In a qualitative analysis, the test for the presence of Cu^2+ ion is the formation of the bright blue complex ion Cu(NH3)42+. What is the equilibrium concentration of Cu2+ when 1.0 mL of 0.200 M Cu^2+ is combined with 1.0 mL of 15.0 M NH3? (Kf Cu(NH3)4^2+ = 5.0 x 10^12).

(NH3) = 15 x 1/2 = 7.5M

(Cu^2+)= 0.200 x 1/2 = 0.100

.....Cu^2+ + 4NH3 ==> [Cu(NH3)4]^2+
I....0.1.....7.5........0
C...-0.1....-4*0.1.....+0.1
E....0.......7.1........0.1
Because the Kf for the complex is so high ESSENTIALLY all of the Cu^2+ will be transformed into the complex. Now let's turn this backwards.

.....Cu^2+ + 4NH3 ==> [Cu(NH3)4]^2+
.....0........7.1......0.1....I
.....x.......+4x.......-x.....C
.....x.......7.1+4x...0.1-x...E

Substitute the E line into the Kf for the complex and solve for x.

To find the equilibrium concentration of Cu2+ when 1.0 mL of 0.200 M Cu2+ is combined with 1.0 mL of 15.0 M NH3, we can use the concept of equilibrium constants and the given formation constant (Kf) for Cu(NH3)42+.

Let's follow these steps to solve the problem:

Step 1: Write the balanced equation for the formation of Cu(NH3)42+.
Cu2+(aq) + 4 NH3(aq) ⇌ Cu(NH3)42+(aq)

Step 2: Define the initial and final concentrations.
The initial concentration of Cu2+ is given as 0.200 M in a volume of 1.0 mL, which can be converted to L by dividing by 1000.
Initial concentration of Cu2+ (Ci) = 0.200 M (since 1 mL = 0.001 L)

The concentration of NH3 is given as 15.0 M in a volume of 1.0 mL.
Initial concentration of NH3 (Co) = 15.0 M (since 1 mL = 0.001 L)

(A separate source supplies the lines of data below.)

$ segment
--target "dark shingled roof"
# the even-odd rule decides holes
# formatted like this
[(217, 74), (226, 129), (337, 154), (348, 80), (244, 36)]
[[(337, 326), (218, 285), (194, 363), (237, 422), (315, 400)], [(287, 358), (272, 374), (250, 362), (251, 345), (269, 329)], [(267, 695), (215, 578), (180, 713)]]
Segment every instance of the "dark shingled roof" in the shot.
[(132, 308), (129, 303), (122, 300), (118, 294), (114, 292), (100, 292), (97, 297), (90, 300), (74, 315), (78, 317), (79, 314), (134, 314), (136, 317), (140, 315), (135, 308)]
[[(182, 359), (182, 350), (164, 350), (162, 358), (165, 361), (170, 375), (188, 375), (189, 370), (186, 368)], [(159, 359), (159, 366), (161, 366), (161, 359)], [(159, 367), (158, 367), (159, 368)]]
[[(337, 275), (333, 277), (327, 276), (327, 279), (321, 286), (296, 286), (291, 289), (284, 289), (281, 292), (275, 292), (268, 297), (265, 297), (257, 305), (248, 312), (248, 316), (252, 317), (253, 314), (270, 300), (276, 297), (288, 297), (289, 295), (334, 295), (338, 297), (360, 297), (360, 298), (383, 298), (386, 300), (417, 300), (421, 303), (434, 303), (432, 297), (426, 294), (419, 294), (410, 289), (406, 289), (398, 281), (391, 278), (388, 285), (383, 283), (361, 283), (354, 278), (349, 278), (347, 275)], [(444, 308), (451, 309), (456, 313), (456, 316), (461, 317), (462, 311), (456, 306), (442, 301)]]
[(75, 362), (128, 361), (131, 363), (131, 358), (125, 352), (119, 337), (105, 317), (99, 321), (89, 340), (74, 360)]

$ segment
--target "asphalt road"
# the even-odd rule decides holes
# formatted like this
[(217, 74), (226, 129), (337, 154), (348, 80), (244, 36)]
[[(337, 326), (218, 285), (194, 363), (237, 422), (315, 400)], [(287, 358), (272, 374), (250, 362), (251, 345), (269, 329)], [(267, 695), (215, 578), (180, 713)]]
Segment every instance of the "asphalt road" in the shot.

The final volume after combining both solutions will be 1.0 mL + 1.0 mL = 2.0 mL = 0.002 L.

Step 3: Calculate the moles of Cu2+ and NH3.
Moles of Cu2+ (nCu2+) = initial concentration (Ci) * volume (V)
= 0.200 M * 0.001 L
= 0.0002 moles

Moles of NH3 (nNH3) = initial concentration (Co) * volume (V)
= 15.0 M * 0.001 L
= 0.015 moles

Step 4: Define the change in moles.
Since the stoichiometric ratio between Cu2+ and Cu(NH3)42+ is 1:1, the change in moles of Cu2+ is the same as the change in moles of Cu(NH3)42+ formed.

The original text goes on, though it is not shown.